NI-DM builds on the work done by the neuroimaging and neuroscience community on standards ([NIFTI1][nifti], [BIRN][birn] and [LONI][loni] - data and provenance, [MINC2][minc2] metadata, [Neurolex][nif], [Neurolog][neurolog]), Databases ([HID][hid], [XNAT][xnat]) and [Semantic Web and Linked Data][semweb] technologies. NI-DM is not a single isolated technology or effort.

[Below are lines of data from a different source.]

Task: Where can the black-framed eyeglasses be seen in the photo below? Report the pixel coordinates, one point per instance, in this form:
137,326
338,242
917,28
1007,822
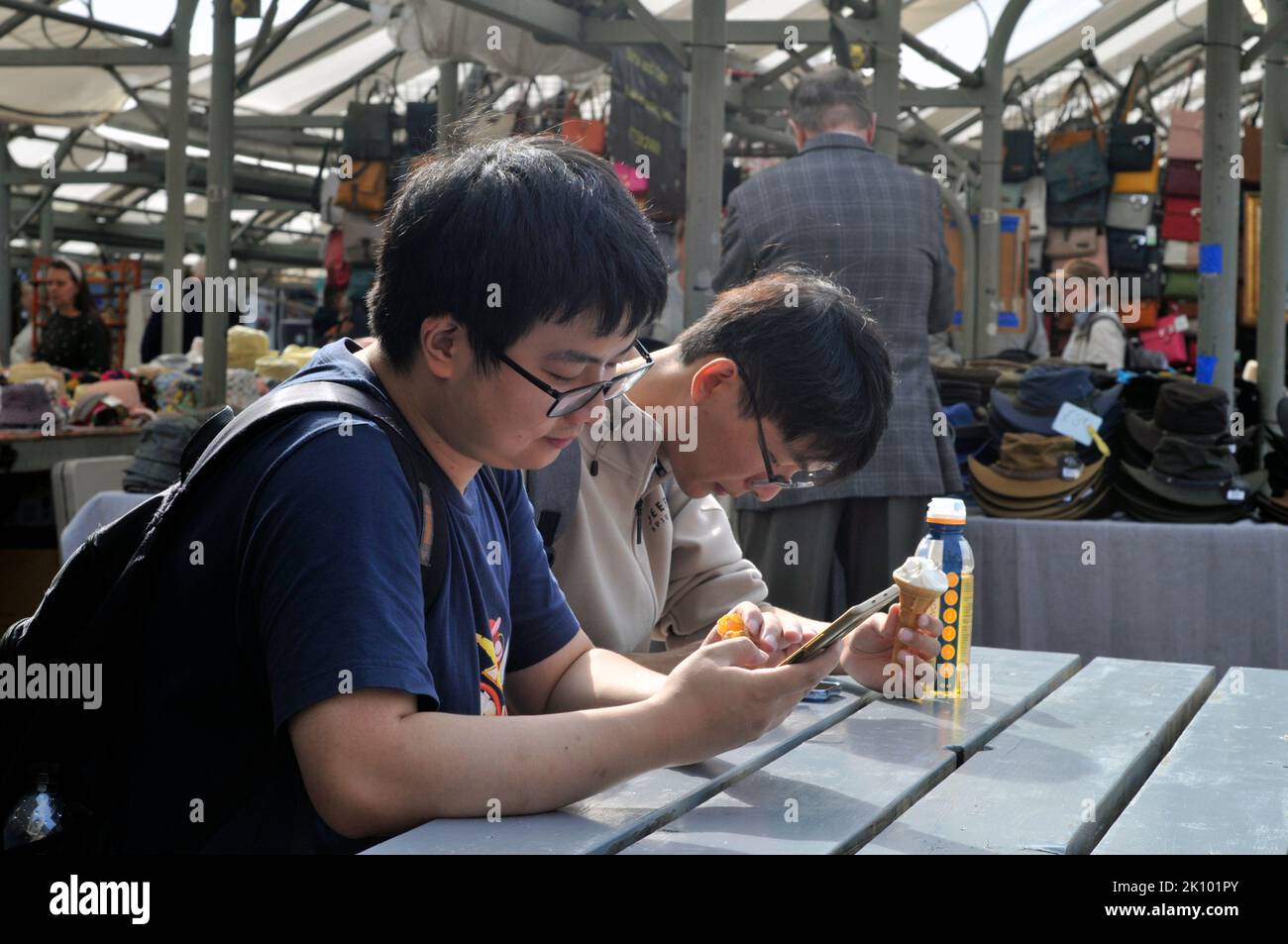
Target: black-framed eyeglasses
802,479
571,400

[nifti]: http://nifti.nimh.nih.gov/nifti-1
[birn]: http://www.birncommunity.org/working-with-birn/working-groups/
[loni]: http://www.loni.ucla.edu
[minc2]: http://en.wikibooks.org/wiki/MINC/Reference/MINC2.0_File_Format_Reference
[nif]: http://neurolex.org/wiki/Main_Page
[neurolog]: http://neurolog.i3s.unice.fr/neurolog
[hid]: http://www.birncommunity.org/tools-catalog/human-imaging-database-hid/
[xnat]: http://xnat.org
[semweb]: http://www.cambridgesemantics.com/semantic-university

At this point NI-DM is a community effort led by the [INCF standards for datasharing taskforce][taskforce].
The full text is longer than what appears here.